Sebenarnya tidak mengherankan apabila umat muslim yang paling awal memelihara banyak anjing. Mayoritas dari mereka beternak domba dan kambing, dan anjing sangat membantu dalam mengatur dan mencegah kaburnya hewan-hewan ternak tersebut, serta menjaga mereka dari pencuri ternak maupun hewan pemangsa. Domba dan kambing merupakan sumber makanan dan pencaharian umat muslim yang paling awal, dan anjing pun terhitung berjasa dalam menjaga sumber penghidupan mereka.

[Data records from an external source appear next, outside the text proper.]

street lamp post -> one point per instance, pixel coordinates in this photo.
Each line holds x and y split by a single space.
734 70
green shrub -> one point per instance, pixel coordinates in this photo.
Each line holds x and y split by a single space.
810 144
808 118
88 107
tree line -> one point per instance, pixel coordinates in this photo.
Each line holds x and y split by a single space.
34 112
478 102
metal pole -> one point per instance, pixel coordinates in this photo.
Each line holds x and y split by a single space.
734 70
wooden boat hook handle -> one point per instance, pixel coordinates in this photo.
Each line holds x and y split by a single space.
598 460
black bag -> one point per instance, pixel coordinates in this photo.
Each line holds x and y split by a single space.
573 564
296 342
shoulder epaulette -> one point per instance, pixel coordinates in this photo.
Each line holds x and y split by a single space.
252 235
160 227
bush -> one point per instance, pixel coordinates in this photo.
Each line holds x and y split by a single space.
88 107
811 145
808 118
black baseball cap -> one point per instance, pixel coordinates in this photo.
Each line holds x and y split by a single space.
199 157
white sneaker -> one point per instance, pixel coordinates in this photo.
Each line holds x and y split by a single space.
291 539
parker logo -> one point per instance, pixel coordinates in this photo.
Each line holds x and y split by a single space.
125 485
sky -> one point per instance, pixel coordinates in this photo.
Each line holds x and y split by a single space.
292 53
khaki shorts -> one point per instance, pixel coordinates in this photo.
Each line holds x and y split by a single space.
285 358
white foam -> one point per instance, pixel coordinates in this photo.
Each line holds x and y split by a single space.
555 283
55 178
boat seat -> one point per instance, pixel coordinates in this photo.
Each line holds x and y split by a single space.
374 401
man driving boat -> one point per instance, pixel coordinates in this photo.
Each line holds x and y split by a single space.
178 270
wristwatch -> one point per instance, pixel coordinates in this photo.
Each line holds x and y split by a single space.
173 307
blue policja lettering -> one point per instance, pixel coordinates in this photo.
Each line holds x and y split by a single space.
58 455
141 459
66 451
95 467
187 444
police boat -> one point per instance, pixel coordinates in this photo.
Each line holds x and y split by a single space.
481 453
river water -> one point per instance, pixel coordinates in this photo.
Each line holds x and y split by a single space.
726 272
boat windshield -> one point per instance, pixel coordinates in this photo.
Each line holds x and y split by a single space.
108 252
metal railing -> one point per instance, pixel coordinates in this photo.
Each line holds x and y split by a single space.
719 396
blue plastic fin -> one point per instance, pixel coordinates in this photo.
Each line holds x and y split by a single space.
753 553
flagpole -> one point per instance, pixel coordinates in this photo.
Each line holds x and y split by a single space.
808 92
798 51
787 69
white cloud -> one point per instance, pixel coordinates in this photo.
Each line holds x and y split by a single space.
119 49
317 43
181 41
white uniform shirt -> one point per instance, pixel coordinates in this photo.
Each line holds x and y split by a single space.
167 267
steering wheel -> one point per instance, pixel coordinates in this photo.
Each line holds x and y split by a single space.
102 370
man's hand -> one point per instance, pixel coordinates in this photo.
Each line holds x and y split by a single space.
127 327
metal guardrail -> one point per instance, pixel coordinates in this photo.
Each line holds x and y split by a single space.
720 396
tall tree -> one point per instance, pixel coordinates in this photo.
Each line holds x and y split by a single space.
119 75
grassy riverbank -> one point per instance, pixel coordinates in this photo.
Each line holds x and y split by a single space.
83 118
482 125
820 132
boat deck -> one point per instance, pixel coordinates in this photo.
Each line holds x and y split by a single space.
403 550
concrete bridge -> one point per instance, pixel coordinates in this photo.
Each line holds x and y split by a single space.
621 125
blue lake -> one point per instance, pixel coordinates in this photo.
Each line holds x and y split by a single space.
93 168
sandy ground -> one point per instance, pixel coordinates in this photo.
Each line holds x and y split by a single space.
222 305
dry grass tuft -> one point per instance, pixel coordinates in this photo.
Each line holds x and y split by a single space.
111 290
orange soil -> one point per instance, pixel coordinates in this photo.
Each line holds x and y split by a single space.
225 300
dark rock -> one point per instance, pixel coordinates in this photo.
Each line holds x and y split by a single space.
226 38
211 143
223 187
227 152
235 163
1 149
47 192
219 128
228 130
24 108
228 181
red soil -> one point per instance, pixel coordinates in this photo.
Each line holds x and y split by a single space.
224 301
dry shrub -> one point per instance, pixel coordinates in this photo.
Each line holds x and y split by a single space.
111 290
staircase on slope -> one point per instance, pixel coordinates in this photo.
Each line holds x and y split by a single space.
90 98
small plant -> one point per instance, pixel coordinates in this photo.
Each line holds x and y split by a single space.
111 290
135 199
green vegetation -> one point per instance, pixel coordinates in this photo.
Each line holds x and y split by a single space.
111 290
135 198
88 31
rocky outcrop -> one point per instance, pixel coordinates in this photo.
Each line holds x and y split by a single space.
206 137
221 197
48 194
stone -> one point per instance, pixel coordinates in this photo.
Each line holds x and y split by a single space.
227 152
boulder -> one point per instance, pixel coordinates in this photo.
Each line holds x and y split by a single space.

Sejarah mencatat, anjing juga telah menjadi mitra penting dalam kegiatan berburu. Jauh sebelum lahirnya agama Islam, anjing sering digambarkan menemani majikan-majikan mereka dalam ukiran batu kuno (hieroglif) dari kebudayaan Mesir kuno maupun Mesopotamia. Para Muslimin generasi awal pun menggunakan anjing untuk fungsi yang serupa.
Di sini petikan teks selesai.